Il se souvient du raseteur Julien Rey, et s’est émerveillé que j’écoute Ahmed racontait les anecdotes à son sujet. « Julien savait nous raconter ses histoires », je comprends que la légende qui a fait naître l’art du raset, pouvait au travers des histoires qu’il contait, faire rêver ses gamins. Il me raconte qu’il a écrit au maire actuel pour demander qu’une stèle de Julien Rey soit mise en place, il regrette que ça n’ait pas pu se faire. « C’était peut-être une légende de la course camarguaise, mais il a certainement pas eu une vie exemplaire pour tout le monde ».

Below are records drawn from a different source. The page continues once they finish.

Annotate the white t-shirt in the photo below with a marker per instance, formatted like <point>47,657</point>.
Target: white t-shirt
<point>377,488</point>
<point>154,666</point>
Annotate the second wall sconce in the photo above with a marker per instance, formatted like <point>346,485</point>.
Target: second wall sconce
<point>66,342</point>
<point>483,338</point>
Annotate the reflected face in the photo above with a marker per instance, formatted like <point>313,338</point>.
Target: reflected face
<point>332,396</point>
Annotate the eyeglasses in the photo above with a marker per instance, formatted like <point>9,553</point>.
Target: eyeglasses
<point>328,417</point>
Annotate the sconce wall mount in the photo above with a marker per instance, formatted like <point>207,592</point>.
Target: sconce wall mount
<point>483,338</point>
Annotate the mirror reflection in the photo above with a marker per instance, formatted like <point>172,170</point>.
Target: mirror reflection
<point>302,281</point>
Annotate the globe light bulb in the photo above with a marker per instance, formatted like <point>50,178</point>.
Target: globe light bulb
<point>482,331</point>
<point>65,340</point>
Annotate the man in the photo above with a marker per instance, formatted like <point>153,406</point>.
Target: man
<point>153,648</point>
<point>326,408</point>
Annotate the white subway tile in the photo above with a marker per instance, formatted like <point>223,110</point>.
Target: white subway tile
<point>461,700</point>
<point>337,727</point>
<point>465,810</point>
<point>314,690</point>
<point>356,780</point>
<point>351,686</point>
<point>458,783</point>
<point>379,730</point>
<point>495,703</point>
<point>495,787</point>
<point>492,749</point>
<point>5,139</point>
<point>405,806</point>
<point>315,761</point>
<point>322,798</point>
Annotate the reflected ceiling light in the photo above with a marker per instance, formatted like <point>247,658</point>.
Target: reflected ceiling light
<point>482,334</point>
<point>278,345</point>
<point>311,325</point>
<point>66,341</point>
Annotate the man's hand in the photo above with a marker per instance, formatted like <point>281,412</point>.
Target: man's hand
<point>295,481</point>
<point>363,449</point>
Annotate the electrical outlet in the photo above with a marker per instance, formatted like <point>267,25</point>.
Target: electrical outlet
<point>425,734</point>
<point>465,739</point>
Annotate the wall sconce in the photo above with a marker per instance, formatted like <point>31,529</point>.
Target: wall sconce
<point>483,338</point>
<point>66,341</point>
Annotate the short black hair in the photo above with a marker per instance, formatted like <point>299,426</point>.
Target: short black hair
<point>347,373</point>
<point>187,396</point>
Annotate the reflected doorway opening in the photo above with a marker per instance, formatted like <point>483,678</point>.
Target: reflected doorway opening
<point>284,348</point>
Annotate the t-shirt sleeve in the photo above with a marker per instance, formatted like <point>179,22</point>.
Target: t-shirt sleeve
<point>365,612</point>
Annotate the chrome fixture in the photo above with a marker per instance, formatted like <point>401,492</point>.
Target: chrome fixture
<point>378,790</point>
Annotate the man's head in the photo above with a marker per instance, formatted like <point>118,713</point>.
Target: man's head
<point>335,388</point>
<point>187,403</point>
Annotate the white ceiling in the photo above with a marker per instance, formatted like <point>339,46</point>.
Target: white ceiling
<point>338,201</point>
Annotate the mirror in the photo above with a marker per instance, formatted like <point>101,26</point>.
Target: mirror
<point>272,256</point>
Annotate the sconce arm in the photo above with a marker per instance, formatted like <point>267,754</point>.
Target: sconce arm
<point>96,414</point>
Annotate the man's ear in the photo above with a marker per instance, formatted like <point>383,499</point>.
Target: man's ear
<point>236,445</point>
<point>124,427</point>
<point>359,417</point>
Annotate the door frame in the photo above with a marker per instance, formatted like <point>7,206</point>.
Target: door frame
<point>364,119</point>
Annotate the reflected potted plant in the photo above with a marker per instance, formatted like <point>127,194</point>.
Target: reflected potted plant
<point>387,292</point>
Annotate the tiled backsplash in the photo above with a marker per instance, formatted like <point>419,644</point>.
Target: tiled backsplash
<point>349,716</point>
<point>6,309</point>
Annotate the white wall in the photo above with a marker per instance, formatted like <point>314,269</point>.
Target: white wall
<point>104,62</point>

Ahmed me confie qu’il n’est pas nostalgique de cette époque, mais c’était une autre façon de vivre avec davantage de solidarité.
Il garde en mémoire de belles rencontres, comme avec Mme Eustache qu’il lui avait offert une raquette de tennis lorsqu’il était jeune. Pour lui le tennis c’était un sport inaccessible et qui le faisait rêver. Grâce à cet acte de générosité, il a pû toucher à ce sport et à le pratiquer. Son regard s’étincelle à nouveau en me relatant ces faits.
Tous ses souvenirs sont des cadeaux qu’il nous offre en les racontant. La naissance de la fameuse fête du Drac de la place vieille, qui battait son plein avec un Drac né sous les mains des peintres Astor et Turrel.
Ahmed m’évoque ses moments de joie de jeunesse lorsque pendant les estivales, les jeunes couraient à la vitrine du photographe Parenthou pour voir s’ils apparaissaient sur les photos, des abrivados, des défilés… Des premières fête au Coquemar, avec Michel Serre et Dédé D’Angelo, qui avant d’avoir le bar avait une pizzeria qui attirait du monde jour comme nuit au-delà des frontières de la ville et du département. Il y a avait une véritable vie nocturne à Beaucaire festive et dans le respect de chacun de tous.
Grâce à Jean Cambi, le manadier et propriétaire du Bar Taurin, qu’il lui a proposé du travail, ils ont été les premiers à faire venir un spectacle de Forcados à Beaucaire. Ahmed me fait le récit de nombreuses anecdotes à ce sujet. Un premier spectacle organisé à la va-vite, hésitant sur les années en 77 ou 78, « c’était un vendredi, ce premier spectacle, il n’y avait pas eu grand monde et ça va été une boucherie. Et puis on a été les premiers à proposer à organiser des spectacles mieux organisés et le jeudi soir des Estivales, car il n’y avait rien encore à ce moment-là ». Avec Jean Cambi, il est resté très longtemps dans le milieu taurin et des Forcados, au point qu’un jour il lui a été proposé de rentrer dans l’arène. Ahmed a toujours été grand et costaud. Il colalit au profil. Et puis, un jour à force d’insistance, il a passé le cap de la peur. Et l’adrénaline aidant, il s’est pris au jeu, et a renouvelé l’expérience à de nombreuses reprises. Bras, poignets cassés … Ce métier ne lui a pas laissé que des souvenirs. Il était devenu un français au milieu des Portugais.
Et puis il y a eu l’insurrection roumaine. L’épisode de Timisoara, avec les nombreux aller-retour des Beaucairois partis aider les civils dans des actions humanitaires. Une expérience riche en partage et forte en émotions. Des tracs qui annonçaient leur mort, l’histoire du vrai-faux charnier qu’il a pu voir de ses propres yeux, le bruit et les lumières des tirs… « On a fait tout ce que l’on pouvait faire pour eux, on l’a fait ! ».
Aujourd’hui, mari, père de trois enfants. Il est fier d’être Beaucairois, il se reconnait dans Beaucaire, mais il aimerait retrouver la chaleur humaine qu’il a connue avant.